Tuberous begonias (Begonia xtuberhybrida) come in a wide assortment of colors and types. Some of the flower forms include camellia, cascade, carnation, picotee and non-stop series. Container-grown plants can be brought indoors for winter enjoyment. Those tubers left outside should be dug after a killing frost. To properly condition the tubers for storage, place them in a warm, dry location for approximately two weeks. Then bury the tubers in a box or sack filled with sphagnum moss or vermiculite. Store them in a cool, dry location.
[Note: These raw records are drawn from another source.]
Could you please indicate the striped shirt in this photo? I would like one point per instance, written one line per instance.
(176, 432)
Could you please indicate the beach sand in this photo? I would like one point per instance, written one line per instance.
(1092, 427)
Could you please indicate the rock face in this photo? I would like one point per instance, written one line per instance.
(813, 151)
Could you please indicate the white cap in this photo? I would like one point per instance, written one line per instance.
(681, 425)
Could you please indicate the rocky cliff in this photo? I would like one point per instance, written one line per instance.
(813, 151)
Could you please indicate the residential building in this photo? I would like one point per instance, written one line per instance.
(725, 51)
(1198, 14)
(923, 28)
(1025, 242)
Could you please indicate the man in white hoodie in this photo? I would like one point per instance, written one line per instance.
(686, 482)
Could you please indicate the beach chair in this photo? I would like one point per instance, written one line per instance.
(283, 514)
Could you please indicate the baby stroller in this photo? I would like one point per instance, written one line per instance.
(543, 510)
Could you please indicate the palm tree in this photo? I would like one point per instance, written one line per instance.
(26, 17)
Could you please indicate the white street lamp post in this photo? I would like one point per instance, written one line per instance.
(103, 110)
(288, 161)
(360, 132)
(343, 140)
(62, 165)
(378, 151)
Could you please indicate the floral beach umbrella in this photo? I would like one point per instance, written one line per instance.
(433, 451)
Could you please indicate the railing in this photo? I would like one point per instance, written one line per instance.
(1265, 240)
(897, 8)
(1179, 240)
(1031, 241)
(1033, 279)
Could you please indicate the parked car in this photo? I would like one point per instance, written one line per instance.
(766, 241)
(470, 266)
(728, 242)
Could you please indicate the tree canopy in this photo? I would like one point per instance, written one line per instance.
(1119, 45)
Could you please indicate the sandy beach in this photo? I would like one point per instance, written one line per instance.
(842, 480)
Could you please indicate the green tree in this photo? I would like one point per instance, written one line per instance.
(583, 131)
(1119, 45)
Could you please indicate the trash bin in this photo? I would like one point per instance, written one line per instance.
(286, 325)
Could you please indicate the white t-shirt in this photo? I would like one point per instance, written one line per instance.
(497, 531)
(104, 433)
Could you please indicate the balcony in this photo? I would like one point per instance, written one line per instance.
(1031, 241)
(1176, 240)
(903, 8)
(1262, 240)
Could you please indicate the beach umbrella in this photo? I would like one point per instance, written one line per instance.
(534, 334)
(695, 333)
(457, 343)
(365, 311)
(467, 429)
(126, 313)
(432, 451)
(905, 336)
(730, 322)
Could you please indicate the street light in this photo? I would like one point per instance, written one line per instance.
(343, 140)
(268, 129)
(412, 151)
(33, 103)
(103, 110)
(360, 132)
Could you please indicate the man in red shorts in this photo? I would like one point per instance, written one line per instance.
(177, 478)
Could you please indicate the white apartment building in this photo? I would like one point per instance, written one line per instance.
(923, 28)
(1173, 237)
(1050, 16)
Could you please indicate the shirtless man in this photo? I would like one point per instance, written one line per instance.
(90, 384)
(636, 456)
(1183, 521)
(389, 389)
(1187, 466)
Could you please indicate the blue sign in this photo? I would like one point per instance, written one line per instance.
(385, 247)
Caladium (Caladium xhortulanum) is a great plant in the shade. The caladium is grown for its colorful foliage rather than its flowers. When the foliage dies back in the fall, carefully lift the tubers out of the soil and find a warm, dry place to cure them. Typically the process is complete in two weeks. Store the tubers in dry sand, vermiculite or sphagnum moss in a cool (50 F), frost-free area.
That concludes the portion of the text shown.